3: Speed work every 3 days sounds good.
I have reduced tempo to once a week this block. M/Th - speed, jumps, throws, lb wts; Tue ub wts; Fri: grass tempo, ub wts. I wanna see how my quads respond to no bike tempo. So far, I have put back to back Monday’s with nice timed sprints can’t wait to see how the quads feel on Thursday.
My bad, I am doing two weights sessions, should have read Sunday same as Wednesday.
I take on board all comments I have dropped the bike before the weights. I’m not sure at this stage the achilles could handle another running session and will try the elliptical machine in place of the bike and see how that goes.
Wednesday 11/07/18
calf raises eccentrics 3 x 15 two up /1 down, single leg raises 4 x 5
Bulgarian split squats 4 x 3 x 85kg
Incline bench 3 x 4 x 92.5kg
Lat pull down 3 x 4 x 85kg
DB Shoulder press 3 x 8 x 26kg ea
Reverse keg press 3 x 10 x 30kg
Abs 30 sec on/ 30 secs off
calf raises eccentrics 3 x 15 two up /1 down, single leg raises 4 x 5
Since you are doing tempo to control your weight - why not do weighted walks with a 20-40lbs weighted vest for 2miles? This is what I have many of my bigger athletes do either first thing in the morning or before bed. Easy way to drop pounds and sneaky way to get some general fitness.
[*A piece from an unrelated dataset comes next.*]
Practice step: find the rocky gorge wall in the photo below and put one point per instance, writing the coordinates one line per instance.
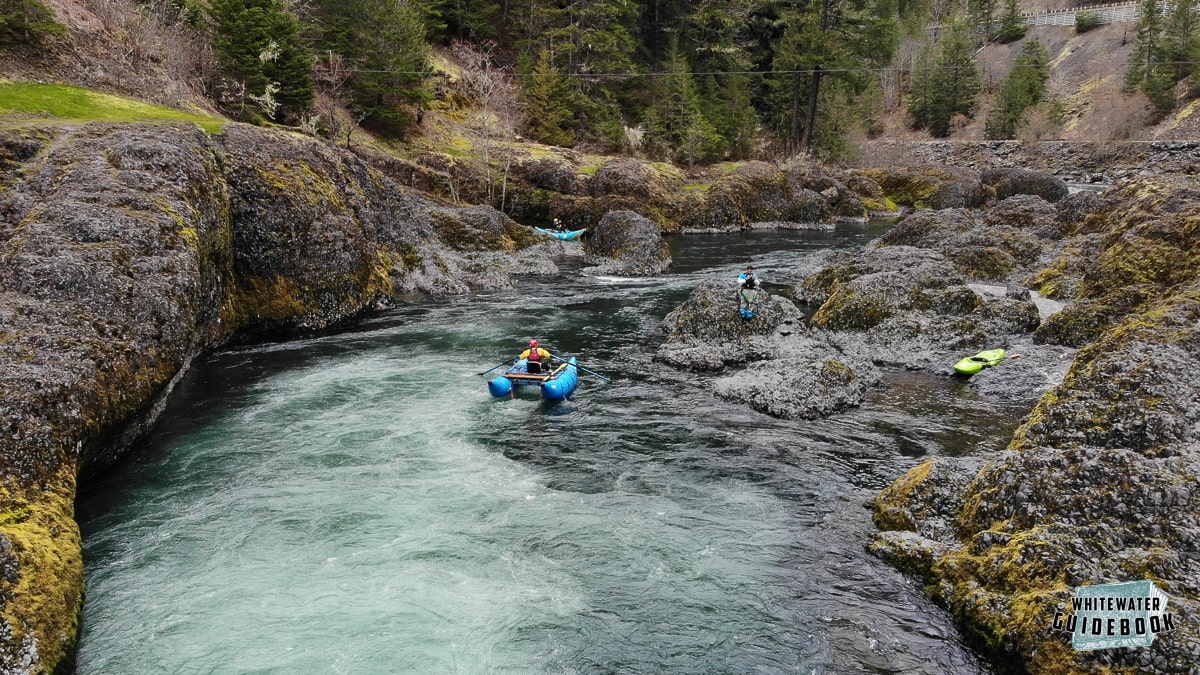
(1073, 161)
(129, 250)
Thanks for all the comments… I am not that big a guy… 180cm and 83kg… I just like to be lean and muscular and find the bike tempo work helps with that but realise I may be hindering my recovery with so much work and training six days a week. I have come up with a structure that I feel could work for me.
Mon Run/speed
Tuesday weights
Wednesday Mobility and stretching/rest
Thursday Run / SPEED END
Friday Weights
Saturday Bike HIIT- for the GH release which is of benefit for someone my age
Sunday Rest
This all obviously depends on the healing of the achilles but is a set up I would like to try. If achilles is too sore to run then I do three weight sessions and two bike hiit sessions.
Friday
Mobility
Weights
Squats 3 x 4 x 145kg
Bench 3 x 4 x 105kg
Lat pull down 3 x 4 x 86kg
Hamstring curl 3 x 10 x 35kg
Shoulder press 3 x 5 x 60kg
Abs 250
Lifted about 5% lighter than previously, felt good to move the bar a little faster
Sat 14/7
Rest
Sun 15/7
Bike Tempo 10 x 45sec on/15 secs rec on level 1
Squats 3 x 4 x 147.5kg
Bench 3 x 4 x 107.5kg
Lat pull down 3 x 4 x 92.5kg
Shoulder press 3 x 4 x 62.5kg
ReV Leg press 3 x 10 x 30kg
Abs 200
elevated lunge 3 x 12 x 10kg db
Mon 16/7
Mobility
Bike HIIT 8 x 30secs hard/90secs easy level 5
Push ups x 100
Abs x 200
Burpees x 25
Dumb bell row 3 x 10 x 40kg db
hypers 3 x 10 x 20kg
Isometrics calf raises 4 x 45secs
Achilles has taken a week to settle down after last weeks tempo session. Will run tomorrow and see how it responds.